To give you some sense of scale, Singapore is a very densely settled area about half the size of Rhode Island but with five times its population. I spoke at a conference there back in 1998, and was amazed at its diversity of languages and culture: fortunately for me, almost everyone these days is educated in English. It is very modern and apart from the signs in Chinese characters, you could have been in any major downtown city. Back then their freeways had one of the first open road toll collectors (meaning no booths that were designed for variable congestion pricing and no slowing down), something that took a while to show up elsewhere in the world.

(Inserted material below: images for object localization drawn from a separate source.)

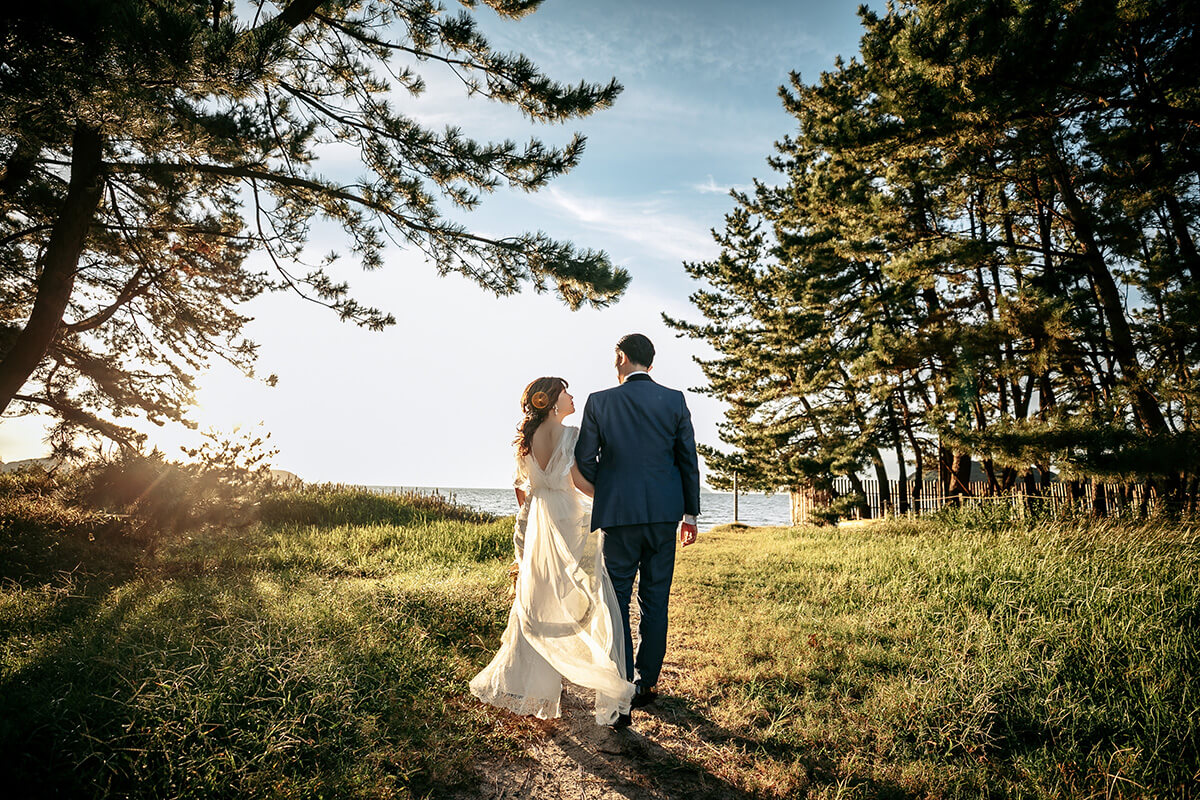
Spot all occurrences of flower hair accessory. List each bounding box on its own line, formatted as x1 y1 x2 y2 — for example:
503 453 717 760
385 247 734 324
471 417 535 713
530 391 550 409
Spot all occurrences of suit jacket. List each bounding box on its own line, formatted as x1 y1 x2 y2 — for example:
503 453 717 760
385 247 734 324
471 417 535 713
574 374 701 531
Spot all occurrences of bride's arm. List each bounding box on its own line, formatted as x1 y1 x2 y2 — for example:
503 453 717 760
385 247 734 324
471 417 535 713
570 464 594 498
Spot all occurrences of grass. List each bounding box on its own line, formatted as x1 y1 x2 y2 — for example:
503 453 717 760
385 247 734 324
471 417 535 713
2 485 1197 799
667 514 1200 799
0 487 517 799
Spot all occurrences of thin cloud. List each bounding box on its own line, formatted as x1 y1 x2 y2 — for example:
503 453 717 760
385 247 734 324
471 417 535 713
488 9 837 84
536 187 717 264
691 175 753 195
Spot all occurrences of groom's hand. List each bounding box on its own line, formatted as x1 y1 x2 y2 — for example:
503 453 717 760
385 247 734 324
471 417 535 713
679 521 698 547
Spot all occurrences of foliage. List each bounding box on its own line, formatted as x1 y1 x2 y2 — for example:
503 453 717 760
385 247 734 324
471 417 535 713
668 0 1200 510
0 468 120 579
257 482 495 527
0 0 629 450
66 428 279 535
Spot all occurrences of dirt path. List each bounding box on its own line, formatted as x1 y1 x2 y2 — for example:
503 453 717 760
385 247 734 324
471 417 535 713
456 598 769 800
458 671 762 800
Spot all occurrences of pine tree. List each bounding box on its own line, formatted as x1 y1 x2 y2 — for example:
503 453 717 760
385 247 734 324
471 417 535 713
0 1 629 449
672 0 1199 513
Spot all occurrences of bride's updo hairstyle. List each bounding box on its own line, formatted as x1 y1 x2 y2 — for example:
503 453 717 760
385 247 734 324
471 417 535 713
515 377 568 457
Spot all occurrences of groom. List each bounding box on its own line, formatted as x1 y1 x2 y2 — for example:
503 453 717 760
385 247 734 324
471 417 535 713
575 333 701 726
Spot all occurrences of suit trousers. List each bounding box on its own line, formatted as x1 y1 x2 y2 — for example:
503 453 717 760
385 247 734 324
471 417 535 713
602 521 678 687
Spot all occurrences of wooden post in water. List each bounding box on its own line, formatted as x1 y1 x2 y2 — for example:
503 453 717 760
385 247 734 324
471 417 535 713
733 471 740 523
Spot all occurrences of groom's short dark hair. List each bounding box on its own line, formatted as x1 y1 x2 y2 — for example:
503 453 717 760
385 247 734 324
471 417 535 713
617 333 655 367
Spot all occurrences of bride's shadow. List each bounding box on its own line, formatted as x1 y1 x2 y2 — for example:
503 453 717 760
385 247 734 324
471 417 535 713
536 685 770 800
461 682 920 800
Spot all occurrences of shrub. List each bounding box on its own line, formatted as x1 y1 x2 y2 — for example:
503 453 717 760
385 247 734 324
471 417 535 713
0 468 121 580
258 484 495 528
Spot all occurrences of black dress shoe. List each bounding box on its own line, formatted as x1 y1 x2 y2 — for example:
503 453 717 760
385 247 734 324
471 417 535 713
630 684 658 709
610 711 632 729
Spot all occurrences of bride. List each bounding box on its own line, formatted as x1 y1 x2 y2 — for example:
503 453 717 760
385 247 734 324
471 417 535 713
469 377 636 726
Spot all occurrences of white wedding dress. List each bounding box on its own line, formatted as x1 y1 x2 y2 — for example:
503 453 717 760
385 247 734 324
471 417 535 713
469 425 635 724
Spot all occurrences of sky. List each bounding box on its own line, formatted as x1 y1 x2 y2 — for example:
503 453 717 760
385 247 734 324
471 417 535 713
0 0 869 489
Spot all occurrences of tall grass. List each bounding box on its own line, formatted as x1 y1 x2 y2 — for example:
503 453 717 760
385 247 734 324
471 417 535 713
257 483 496 528
0 470 126 581
0 486 515 799
6 481 1196 799
670 512 1200 798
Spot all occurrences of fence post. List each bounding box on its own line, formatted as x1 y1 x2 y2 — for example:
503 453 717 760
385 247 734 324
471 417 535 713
733 471 740 524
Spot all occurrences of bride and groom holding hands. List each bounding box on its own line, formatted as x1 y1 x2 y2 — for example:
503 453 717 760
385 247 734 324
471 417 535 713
470 333 701 728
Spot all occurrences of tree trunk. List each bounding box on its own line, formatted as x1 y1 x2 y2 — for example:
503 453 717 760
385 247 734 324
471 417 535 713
1162 193 1200 281
1036 461 1052 492
897 383 924 513
952 452 973 500
1022 467 1040 517
0 123 103 414
888 400 910 514
982 457 1000 496
911 458 922 514
938 439 952 502
846 472 869 519
1091 479 1109 518
1049 153 1169 434
872 450 892 516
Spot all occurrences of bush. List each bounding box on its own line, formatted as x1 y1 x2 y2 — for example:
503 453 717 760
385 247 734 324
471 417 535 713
258 484 495 528
1 446 497 581
807 492 867 525
0 468 123 580
66 451 263 536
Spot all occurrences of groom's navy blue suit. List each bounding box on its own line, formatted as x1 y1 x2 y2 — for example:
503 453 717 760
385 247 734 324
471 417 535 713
574 373 701 688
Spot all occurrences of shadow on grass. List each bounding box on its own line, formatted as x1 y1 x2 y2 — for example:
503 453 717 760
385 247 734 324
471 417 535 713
442 685 925 800
0 539 510 799
639 694 919 800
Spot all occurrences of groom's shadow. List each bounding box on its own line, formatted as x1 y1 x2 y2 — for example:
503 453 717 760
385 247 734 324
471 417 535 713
547 686 761 800
636 691 925 800
648 691 834 775
542 683 839 800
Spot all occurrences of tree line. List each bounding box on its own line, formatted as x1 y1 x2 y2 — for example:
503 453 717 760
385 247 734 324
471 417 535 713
669 0 1200 514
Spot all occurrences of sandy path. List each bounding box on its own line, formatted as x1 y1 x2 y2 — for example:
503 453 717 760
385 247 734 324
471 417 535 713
456 594 764 800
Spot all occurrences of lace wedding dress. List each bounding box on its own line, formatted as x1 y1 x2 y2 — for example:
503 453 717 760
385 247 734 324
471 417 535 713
469 426 635 724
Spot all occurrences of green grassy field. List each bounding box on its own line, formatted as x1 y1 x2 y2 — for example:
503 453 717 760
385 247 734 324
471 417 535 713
0 488 517 799
1 491 1197 799
670 515 1200 799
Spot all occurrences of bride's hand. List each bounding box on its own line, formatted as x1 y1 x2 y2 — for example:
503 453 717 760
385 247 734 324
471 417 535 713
570 464 595 498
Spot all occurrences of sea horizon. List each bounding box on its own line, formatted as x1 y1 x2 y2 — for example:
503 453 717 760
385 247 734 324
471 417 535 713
362 485 793 532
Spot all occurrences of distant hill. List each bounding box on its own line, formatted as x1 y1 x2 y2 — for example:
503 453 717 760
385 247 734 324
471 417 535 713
1 458 302 485
0 457 60 473
269 469 302 486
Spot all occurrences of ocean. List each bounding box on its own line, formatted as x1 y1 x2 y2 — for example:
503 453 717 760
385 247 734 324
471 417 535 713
367 487 793 532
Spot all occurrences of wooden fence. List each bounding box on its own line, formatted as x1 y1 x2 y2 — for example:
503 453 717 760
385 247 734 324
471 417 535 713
789 477 1159 525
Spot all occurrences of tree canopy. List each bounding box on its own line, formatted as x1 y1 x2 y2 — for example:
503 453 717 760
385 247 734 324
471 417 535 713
669 0 1200 511
0 0 629 451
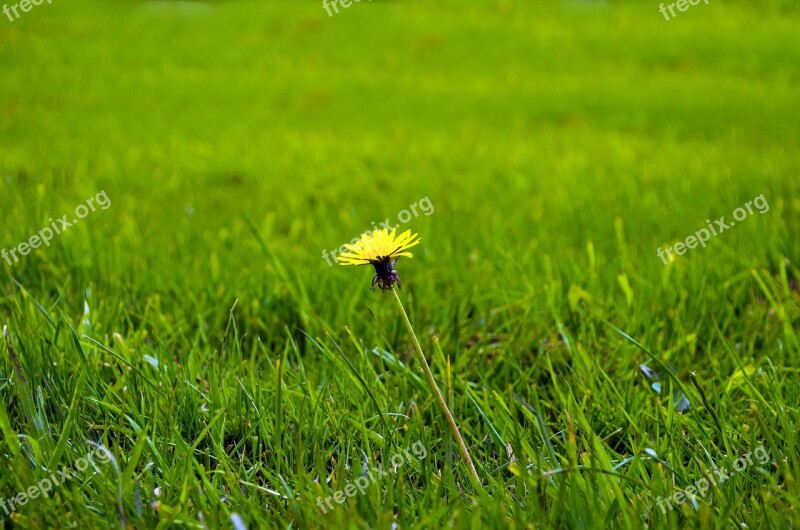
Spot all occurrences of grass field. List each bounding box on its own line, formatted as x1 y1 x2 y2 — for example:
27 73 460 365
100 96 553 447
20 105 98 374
1 0 799 528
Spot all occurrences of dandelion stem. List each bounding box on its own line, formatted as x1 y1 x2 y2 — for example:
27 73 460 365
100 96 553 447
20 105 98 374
390 288 482 490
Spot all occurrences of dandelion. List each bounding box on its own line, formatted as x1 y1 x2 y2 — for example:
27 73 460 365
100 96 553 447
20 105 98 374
338 228 421 291
337 227 482 489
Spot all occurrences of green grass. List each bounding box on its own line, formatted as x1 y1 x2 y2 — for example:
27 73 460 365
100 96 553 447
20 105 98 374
0 0 799 528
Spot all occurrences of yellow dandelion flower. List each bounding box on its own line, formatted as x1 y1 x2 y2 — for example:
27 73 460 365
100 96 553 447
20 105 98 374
338 228 421 291
334 224 481 488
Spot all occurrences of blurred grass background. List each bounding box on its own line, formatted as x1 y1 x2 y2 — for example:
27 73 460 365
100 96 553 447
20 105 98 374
0 0 798 528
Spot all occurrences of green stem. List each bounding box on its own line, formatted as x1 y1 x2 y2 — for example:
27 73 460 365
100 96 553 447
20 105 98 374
391 288 482 490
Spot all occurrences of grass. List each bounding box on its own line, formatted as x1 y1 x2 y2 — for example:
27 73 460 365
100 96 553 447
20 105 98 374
0 0 799 528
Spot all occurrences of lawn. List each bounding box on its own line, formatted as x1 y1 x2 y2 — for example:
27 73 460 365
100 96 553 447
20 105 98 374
0 0 799 528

It isn’t completely one humongous city like Hong Kong, but the density it does have makes something like the locker network functional. Pick claims lockers are within walking distance for most people. You can also drop off packages at the lockers, again like what we can do at Whole Foods.

Having a “last mile” solution is significant in that it has other benefits: there are fewer delivery vans tying up the roads, and less carbon consumption too. BTW, don’t you hate that term? How else should we refer to the contact with customers — maybe “first mile!” You get my point. And it is an open network, meaning (unlike Amazon), any delivery company can integrate with their own systems.

According to this article in the local newspaper, usage was initially slow but seems to have caught on, at least given by the increasing size of the locker network. It helps that Pick is federally funded. The delivery companies saw major increases in their own productivity, the story reported, although not clear how this was calculated.